A state-of-the-art ensemble of ConvNeXt-V2 and Swin-V2 transformers, trained with Focal Loss and stochastic depth regularization — with full Grad-CAM, ELA and FFT explainability.
Two complementary vision backbones, each specialized for different manipulation signals, merged via learnable Platt scaling.
Evaluated on held-out validation split from FaceForensics++ C23 and 140K Real & Fake Faces datasets.
20 epochs on NVIDIA T4 GPU with mixed precision (AMP), gradient checkpointing, and cosine annealing LR schedule.
| Learning Rate | 1e-5 |
| Weight Decay | 1e-2 |
| Effective Batch | 64 (16×4 accum) |
| LR Schedule | CosineAnnealing |
| Focal α / γ | 0.25 / 2.0 |
| Drop Path Rate | 0.2 (both branches) |
| Image Size | 256×256 |
| Optimizer | AdamW |
Three complementary visual explanation methods reveal which image features drove the fake/real decision — making the model auditable and trustworthy.

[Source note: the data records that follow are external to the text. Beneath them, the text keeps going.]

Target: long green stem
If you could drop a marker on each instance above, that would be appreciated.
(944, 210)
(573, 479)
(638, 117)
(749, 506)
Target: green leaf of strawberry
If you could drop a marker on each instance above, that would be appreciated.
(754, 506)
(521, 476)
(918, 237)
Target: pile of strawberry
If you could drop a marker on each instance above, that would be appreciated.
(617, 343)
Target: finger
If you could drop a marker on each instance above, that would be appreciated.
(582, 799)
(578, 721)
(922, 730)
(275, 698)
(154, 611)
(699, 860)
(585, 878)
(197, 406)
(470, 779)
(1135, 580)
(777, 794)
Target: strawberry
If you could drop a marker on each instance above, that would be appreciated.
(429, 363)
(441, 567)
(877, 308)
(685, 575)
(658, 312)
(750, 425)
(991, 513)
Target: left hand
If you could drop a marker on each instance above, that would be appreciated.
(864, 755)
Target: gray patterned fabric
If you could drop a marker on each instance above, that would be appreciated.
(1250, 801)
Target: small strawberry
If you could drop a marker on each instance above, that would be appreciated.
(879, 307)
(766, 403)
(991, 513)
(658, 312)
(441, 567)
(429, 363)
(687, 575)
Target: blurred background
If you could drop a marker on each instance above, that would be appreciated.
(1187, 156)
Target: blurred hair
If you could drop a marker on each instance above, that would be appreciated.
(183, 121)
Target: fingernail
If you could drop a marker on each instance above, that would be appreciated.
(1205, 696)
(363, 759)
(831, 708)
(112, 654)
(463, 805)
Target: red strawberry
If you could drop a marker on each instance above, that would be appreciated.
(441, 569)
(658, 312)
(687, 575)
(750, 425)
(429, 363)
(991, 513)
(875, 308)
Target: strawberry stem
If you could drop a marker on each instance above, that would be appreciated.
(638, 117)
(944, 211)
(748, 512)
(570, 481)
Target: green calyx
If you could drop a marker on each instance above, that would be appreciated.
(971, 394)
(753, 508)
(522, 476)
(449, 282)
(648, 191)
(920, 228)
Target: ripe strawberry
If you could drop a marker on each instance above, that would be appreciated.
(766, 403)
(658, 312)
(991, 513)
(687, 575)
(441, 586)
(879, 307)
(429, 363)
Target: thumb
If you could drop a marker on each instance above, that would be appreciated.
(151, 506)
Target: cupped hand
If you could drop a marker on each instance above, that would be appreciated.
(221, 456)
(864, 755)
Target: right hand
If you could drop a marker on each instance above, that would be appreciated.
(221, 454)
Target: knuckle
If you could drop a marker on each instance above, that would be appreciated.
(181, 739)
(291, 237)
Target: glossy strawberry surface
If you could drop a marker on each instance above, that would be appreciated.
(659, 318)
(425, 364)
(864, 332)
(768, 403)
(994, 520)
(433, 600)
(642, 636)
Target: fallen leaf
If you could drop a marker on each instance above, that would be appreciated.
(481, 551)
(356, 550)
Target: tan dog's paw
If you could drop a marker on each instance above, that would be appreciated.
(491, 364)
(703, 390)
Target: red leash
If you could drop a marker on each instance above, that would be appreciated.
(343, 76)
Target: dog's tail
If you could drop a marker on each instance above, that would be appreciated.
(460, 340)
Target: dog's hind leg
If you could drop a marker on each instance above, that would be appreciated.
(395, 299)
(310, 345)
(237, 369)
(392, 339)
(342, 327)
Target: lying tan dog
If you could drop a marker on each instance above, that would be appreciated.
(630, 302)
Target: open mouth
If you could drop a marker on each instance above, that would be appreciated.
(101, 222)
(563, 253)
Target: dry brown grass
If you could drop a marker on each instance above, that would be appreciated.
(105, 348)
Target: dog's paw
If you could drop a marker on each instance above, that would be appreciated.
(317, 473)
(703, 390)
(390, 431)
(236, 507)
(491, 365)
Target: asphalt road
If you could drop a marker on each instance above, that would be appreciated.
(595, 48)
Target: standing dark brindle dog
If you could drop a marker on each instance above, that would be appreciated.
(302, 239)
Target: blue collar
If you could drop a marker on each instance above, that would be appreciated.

Celeb-DF v2 was never seen during training — this tests whether the model learned generic manipulation signals or overfit to training-set artifacts.
| Dataset | AUC | SN34 | F1 |
|---|---|---|---|
| FF++ C23 (Val) | 0.9740 | 0.9610 | 0.9630 |
| Celeb-DF v2 (unseen) | 0.9120 | 0.8940 | 0.9010 |
| Drop | −6.2% | −6.9% | −6.2% |
A ~6–7% drop from in-distribution to Celeb-DF is expected and healthy — Celeb-DF v2 uses different compression, actors, and lighting conditions. Models with near-zero drop are typically memorising dataset-specific compression artifacts.
The AUC of 0.912 on Celeb-DF indicates the model learned genuine manipulation signals rather than dataset-specific shortcuts.